Scraping didn't work. Also, you scratch the finish. Four ought steel wool didn't work. I sprinkled it with salt and covered it with a towel saturated with vinegar and, later on, peroxide. Didn't faze it. I couldn't find strong enough lye that quick, so I went with muriatic.

The bottom plate on my stove had the same sort of depression as the photos in the link above. I diluted the HCl to about 60% and put it about 1/8" deep in the depression - and nowhere else - especially in the seams. I had to make a couple of small additions of straight HCl to keep it fizzing. I occasionally scrubbed it wet with 0000 steel wool. Besides abrasion, I thought I would create a cell between the AL and Fe to help the dissolving. Surprisingly, though, the steel wool didn't react. There must be some sort of coating on it. I ran the attic fan during the operation, of course. In about 45 minutes, all of the Al was dissolved. I sucked out most of the solution with a plastic turkey baster and rinsed the bottom plate well. I then made up a neutralizing baking soda solution and rinsed out the entire oven with it. After rinsing everything 5 or 6 times with water and drying, I heated up the oven to 400 deg. Zero smell. There was a slight discoloration in those areas that had had aluminum on it.

All the manufacturers warn idiots, like myself, against lining the bottom of the oven with Al foil, although they don't tell you why. The recommended (and best) solution is to replace the bottom plate - $20 to $30. The mfgrs. tell you not to use self cleaning if Al is stuck to the bottom plate.

Alfter reading 30 or 40 "solutions" for removing the aluminum on the internet, none of which are claimed to have worked, the method above, although a strong one, seems to be the only method to have worked, so far.

Some on the internet claim that the Al can't melt in an oven and say that it is only stuck from burned grease, etc. These are the ones who are just offering advice - it didn't happen to them - they haven't seen it. These people are 100% ignorant of the situation.

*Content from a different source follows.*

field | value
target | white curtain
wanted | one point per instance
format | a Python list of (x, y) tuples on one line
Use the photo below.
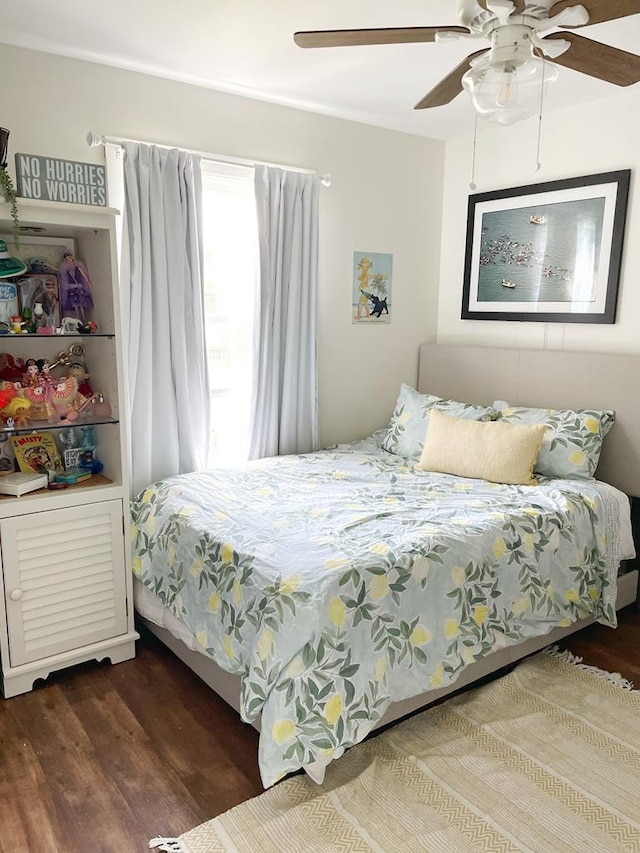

We who have had the experience know that it melted.

Luckily, I didn't use the non-stick type foil that has teflon on it. According to the internet, it really causes problems.

I could had heated the oven a little, before adding the HCl. I just didn't want the fumes and the clean up. If push had come to shove, I would have heated it and and then cooled it a bit. I could also have used a brazing torch to slightly heat the metal. I didn't think about it, but a torch and steel wool or a scraper may have eventually oxidized it all and it could have been scraped up. Or, maybe, I could have laid a lot of solder wick on it and heated it up. Either of these would have left a thin film of aluminum. 

You gotta dissolve it or replace it.

Why didn't the Al oxidize? Too little air? It was totally bright any shiny. Reynolds says theirs is 98.5Al, the remainder being Fe and Si.


----------



## qst42know (Nov 7, 2008)

Bar Keepers Friend cleanser has oxalic acid in it and it does wonders on metal marks in a porcelain sink. I don't think you would have the same risk of corrosive fumes using oxalic acid, but that is a lot of aluminum you had there.


----------



## g_axelsson (Dec 1, 2008)

You probably managed to fuse the aluminum to the coating. It probably worked as a flux and lowered the melting point. Even if you had a relatively low temperature in the oven the foil worked as an insulation and the bottom was overheated.

I think that I would have used lye instead of HCl to avoid the fumes, lye is also passivating the iron and would protect it against corrosion. If my memory from school serves me it is very aggressive on aluminum.

Glad to hear that you found the solution to the problem in the end.... literally 

/Goran


----------